Dans une rue calme, à Paris, Tatiana de Rosnay nous reçoit dans son appartement sous les toits. Assise devant son bureau, elle aperçoit, au loin, la Tour Eiffel et les allers-retours de ses ascenseurs. « Je suis casanière, » avoue l’auteure de “Elle s’appelait Sarah”, “Boomerang” et “Manderley Forever”. « Ce n’est pas un hasard si la plupart de mes romans tournent autour de l’habitat : j’ai la chance de pouvoir travailler chez moi. » Ses gestes du quotidien sont liés à l’écriture, mais aussi à la lecture. « Je lis énormément ; deux ou trois livres par semaine. »

Hygiène de vie

Tatiana de Rosnay ne se nourrit pas uniquement de lecture. « Mon hygiène de vie ? » Elle réfléchit, l’œil pétillant. « Pendant au moins quinze ans, j’aurais pu virer dans le hardcore diététique. Mais j’ai eu la chance d’épouser un bon vivant, qui a fait pencher la balance d’un côté… Plus cool. » Et d’énumérer : « Chaque matin, je fais du yoga, je ne prends jamais l’ascenseur (elle habite au sixième étage), sauf quand je suis chargée, je m’entretiens ; de la marche, et je cours régulièrement sur les quais de la Seine. » L’écrivaine fourmille de projets. « Je partage mon temps entre la rédaction d’un roman écrit dans mes deux langues natales, une mission sur une série télé et enfin, un travail sur le scénario d’un film, qui sortira l’année prochaine et a un rapport avec Gustave Eiffel. » Ce dernier projet la réjouit d’autant plus qu’elle va y tenir un « vrai » rôle : trois jours de tournage sont prévus pour elle en mars.

Son dernier roman ?

Coédité par Robert Laffont et Héloïse d’Ormesson, « Les Fleurs de l’Ombre » promet des frissons : « J’ai voulu explorer comment le futur peut nous faire peur. Imaginer comment on peut être pris au piège des nouvelles technologies et de l’intelligence artificielle pour voir, finalement, où est notre place en tant qu’êtres humains. C’est l’histoire d’une personne avec trop d’imagination, qui emménage dans une maison trop connectée… »
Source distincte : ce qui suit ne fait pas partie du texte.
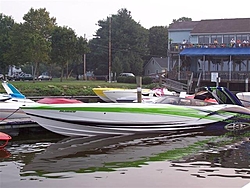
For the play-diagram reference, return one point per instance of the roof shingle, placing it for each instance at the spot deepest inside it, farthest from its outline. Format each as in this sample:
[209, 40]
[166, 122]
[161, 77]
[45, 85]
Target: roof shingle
[237, 25]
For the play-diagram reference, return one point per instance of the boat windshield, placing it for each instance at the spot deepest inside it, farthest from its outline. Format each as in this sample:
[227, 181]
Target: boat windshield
[182, 101]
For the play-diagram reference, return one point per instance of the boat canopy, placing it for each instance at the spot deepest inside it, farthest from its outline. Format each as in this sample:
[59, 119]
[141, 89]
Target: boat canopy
[215, 51]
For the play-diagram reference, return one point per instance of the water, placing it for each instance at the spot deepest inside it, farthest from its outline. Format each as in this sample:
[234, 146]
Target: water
[181, 159]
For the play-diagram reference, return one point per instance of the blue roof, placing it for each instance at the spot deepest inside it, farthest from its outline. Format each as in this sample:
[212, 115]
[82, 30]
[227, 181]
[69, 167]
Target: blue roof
[215, 51]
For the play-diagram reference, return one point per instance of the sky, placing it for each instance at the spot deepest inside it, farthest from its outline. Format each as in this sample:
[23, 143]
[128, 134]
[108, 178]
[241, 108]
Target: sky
[83, 15]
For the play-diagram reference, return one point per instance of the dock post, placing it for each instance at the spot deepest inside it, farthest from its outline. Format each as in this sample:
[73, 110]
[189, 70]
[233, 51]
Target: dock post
[246, 82]
[139, 88]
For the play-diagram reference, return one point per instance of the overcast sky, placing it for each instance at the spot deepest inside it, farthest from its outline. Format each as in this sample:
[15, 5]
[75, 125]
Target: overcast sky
[83, 15]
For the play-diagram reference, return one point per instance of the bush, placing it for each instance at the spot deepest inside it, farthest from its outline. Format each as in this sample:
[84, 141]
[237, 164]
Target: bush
[147, 80]
[123, 79]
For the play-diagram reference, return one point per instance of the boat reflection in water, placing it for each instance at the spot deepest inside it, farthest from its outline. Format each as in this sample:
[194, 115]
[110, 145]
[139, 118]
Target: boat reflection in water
[109, 153]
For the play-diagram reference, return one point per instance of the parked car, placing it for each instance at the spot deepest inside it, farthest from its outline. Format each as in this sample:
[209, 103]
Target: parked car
[26, 77]
[127, 74]
[44, 77]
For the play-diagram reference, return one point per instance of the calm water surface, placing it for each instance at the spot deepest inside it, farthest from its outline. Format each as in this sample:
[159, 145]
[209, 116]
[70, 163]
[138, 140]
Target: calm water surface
[183, 159]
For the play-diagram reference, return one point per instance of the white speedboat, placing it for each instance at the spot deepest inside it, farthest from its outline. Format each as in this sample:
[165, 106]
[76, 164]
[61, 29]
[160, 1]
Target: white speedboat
[89, 119]
[113, 94]
[100, 93]
[9, 107]
[244, 97]
[130, 95]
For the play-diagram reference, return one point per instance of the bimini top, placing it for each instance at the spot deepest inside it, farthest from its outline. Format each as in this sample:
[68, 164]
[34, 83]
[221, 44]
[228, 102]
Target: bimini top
[216, 51]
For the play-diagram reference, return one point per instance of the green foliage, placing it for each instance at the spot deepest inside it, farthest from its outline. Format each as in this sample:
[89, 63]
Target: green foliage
[158, 41]
[147, 80]
[123, 79]
[63, 47]
[6, 24]
[129, 41]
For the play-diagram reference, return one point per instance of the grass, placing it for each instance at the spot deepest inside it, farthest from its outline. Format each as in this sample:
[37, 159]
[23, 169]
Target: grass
[68, 87]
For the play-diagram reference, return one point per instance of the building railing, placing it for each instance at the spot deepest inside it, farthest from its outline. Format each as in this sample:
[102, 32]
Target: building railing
[178, 47]
[223, 75]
Originalité : l’auteure a écrit son dernier roman en deux langues, l’anglais et le français, simultanément. « Quand je suis coincée sur un passage, je change de langue et ça me donne un nouveau souffle. Une traduction doit rester fidèle mais, moi, j’ai le droit de changer, de tout retravailler et d’adapter ! »

De sa mère British, Tatiana tient un sens de l’humour qui consiste à se moquer de soi plutôt que des autres. « Il y a quelques jours, dans la supérette du coin, une dame s’approche de moi et me dit : « C’est bien vous ? J’adore vos livres : je les ai tous lus ; Sarah, Boomerang, Rose… » Touchée, je la remercie sincèrement. À la caisse, derrière moi, elle soupire doucement : « Ah, si j’avais su que j’allais rencontrer Katherine Pancol… » Tatiana en rit encore.

CIGALE OU FOURMI ?

« On nous a dit que nous étions, mon mari et moi, des seniors – ce qui est vrai : nous avons 58 ans chacun. Nous avons consulté plusieurs organismes et mis tout à plat pour faire ce que nous devions pour l’avenir ; enfin, celui qui est prévisible. » Son secret anti- stress ? « Je me réfugie régulièrement dans une maison en Provence, près du Ventoux, où il n’y a pas de téléphone et où rien ne capte. Je m’installe sous un grand tilleul et là, je me sens très bien. »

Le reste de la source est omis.